No answer came back to Ty but the obvious one, the uncomfortable memory of women in a war-ravaged land, women selling themselves for bread or a blanket, women who in peacetime wouldn't have dreamed of letting a man touch them outside the boundaries of love and marriage.

Is that how you survived after your father died, Janna? Did you sell yourself until you had the skill and the strength to survive alone?

Again there was no answer but the obvious one. She had survived. The thought of Janna's soft body lying beneath rutting men both sickened and angered Ty; for a woman to sell herself like that in order to survive was simply another kind of rape.

In the past, Ty had surprised more than one woman caught within the ruins of war by giving her food or shelter or blankets and taking nothing in return. He would never forget one girl's combined look of shock, relief and gratitude when he had refused her thin, bruised body as payment for a plate of beans. She had eaten quickly and then had vanished into the night as though afraid he would change his mind and take her after all.

And when Ty had finally fought his way home, he had discovered that his sister, Cassie, hadn't been so fortunate in the strange men who had crossed her path. Taken by raiders, she had been a captive until she became too ill to service the men; then she had been abandoned to die. She would have, too, if Logan and Silver hadn't caught up with her and gentled her back into sanity and health.

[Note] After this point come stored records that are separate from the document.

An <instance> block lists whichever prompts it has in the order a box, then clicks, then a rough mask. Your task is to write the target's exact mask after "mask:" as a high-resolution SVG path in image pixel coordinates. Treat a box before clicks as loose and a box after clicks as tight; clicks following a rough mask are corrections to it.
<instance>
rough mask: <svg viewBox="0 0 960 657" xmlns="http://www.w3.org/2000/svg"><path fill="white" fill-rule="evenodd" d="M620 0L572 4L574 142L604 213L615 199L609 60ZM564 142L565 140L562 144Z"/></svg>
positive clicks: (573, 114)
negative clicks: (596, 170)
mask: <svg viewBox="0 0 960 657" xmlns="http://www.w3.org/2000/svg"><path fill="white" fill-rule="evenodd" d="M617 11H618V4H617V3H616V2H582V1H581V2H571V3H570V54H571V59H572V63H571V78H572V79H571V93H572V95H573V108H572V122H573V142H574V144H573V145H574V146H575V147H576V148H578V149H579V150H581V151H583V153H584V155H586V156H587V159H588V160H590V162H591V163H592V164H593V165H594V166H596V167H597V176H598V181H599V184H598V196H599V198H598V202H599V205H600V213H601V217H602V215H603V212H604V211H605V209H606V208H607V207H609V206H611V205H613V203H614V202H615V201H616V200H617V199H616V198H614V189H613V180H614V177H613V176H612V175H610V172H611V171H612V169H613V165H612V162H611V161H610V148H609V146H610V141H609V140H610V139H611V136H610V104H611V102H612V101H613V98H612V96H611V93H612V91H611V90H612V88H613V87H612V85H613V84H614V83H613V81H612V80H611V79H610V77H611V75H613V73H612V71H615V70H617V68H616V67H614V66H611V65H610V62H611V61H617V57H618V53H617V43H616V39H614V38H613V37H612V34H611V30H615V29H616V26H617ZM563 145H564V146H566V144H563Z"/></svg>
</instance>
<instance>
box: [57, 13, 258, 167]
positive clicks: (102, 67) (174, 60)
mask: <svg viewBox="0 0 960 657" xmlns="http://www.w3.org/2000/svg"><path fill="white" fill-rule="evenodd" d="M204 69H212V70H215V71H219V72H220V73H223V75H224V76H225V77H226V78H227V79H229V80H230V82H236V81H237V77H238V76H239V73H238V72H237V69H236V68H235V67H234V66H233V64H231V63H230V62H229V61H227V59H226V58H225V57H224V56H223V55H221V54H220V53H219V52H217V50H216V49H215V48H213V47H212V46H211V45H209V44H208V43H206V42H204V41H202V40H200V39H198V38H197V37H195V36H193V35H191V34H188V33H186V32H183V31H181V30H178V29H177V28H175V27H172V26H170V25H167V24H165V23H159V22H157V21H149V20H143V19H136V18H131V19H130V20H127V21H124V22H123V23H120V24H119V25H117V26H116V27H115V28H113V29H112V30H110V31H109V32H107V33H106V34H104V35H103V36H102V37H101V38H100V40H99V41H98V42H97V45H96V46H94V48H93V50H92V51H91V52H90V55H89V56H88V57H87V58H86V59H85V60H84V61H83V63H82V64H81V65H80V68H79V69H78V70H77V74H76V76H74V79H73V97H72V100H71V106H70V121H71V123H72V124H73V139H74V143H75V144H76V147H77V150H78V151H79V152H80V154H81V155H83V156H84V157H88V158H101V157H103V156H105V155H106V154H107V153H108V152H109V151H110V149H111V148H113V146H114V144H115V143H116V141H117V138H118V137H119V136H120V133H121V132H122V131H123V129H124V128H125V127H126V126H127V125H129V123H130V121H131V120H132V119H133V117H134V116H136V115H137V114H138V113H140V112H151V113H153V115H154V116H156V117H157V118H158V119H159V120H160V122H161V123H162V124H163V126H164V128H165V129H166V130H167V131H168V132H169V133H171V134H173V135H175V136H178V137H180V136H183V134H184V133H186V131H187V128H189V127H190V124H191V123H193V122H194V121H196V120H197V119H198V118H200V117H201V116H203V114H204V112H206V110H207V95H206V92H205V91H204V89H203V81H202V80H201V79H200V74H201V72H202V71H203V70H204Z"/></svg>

Ty's grim thoughts were a match for the town that he finally reached. There were no men loitering in front of Sweetwater Mercantile when Ty walked by. There were no horses tied to broken railings. No dogs slept in sun-warmed dust. The first person Ty saw was a boy who was emptying slops out the saloon's back door. The boy took one look at Ty and ducked back inside. Instants later the door creaked open again. The bartender stood with a shotgun cradled in his thick hands. A single glance took in Ty's muscular, naked body covered with healing bruises.

"Well, you be big enough and the right color," the bartender said. "Maybe you be Tyrell MacKenzie."

Ty nodded slowly.

The bartender stepped aside. "Come on in. Name's Ned. A breed by the name of Blue Wolf was looking for you 'bout two weeks back."

When he heard Blue Wolf's name, Ty almost laughed aloud. "Wondered how long it would take him to catch up with me."

"Friend of yours?"

"Yeah."

"Good thing, too. From the look of that buck, he'd make a powerful bad enemy. He's damn near as big as Cascabel and white-man smart into the bargain. Talks English better than me."

"He's a dead shot, too."

Ned grunted, reached behind the door and pulled a ragged shirt off a nail. He threw the cloth to Ty. "Wrap up and sit down."

Within moments Ty had the shirt wrapped around his hips and between his legs in a semblance of a breechcloth. He sat down, enjoying the unfamiliar sensation of a chair after months on the trail. Ned went to a sooty corner of the small room and pulled a pot off a broken-legged stove. He wiped a spoon on his britches, stuck it into the pot and shoved it in front of Ty.

"Reckon you're hungry."

Ty wasn't, but admitting that would raise too many questions, so he dug into the cold beans and ate quickly, trying not to remember how much better Janna's food had been. Cleaner, too. Living in the camp with the hot springs had spoiled him. A bath every day, clean dishes, and clean company. It would take him a long time to get used to the smell of a sty like Ned's saloon.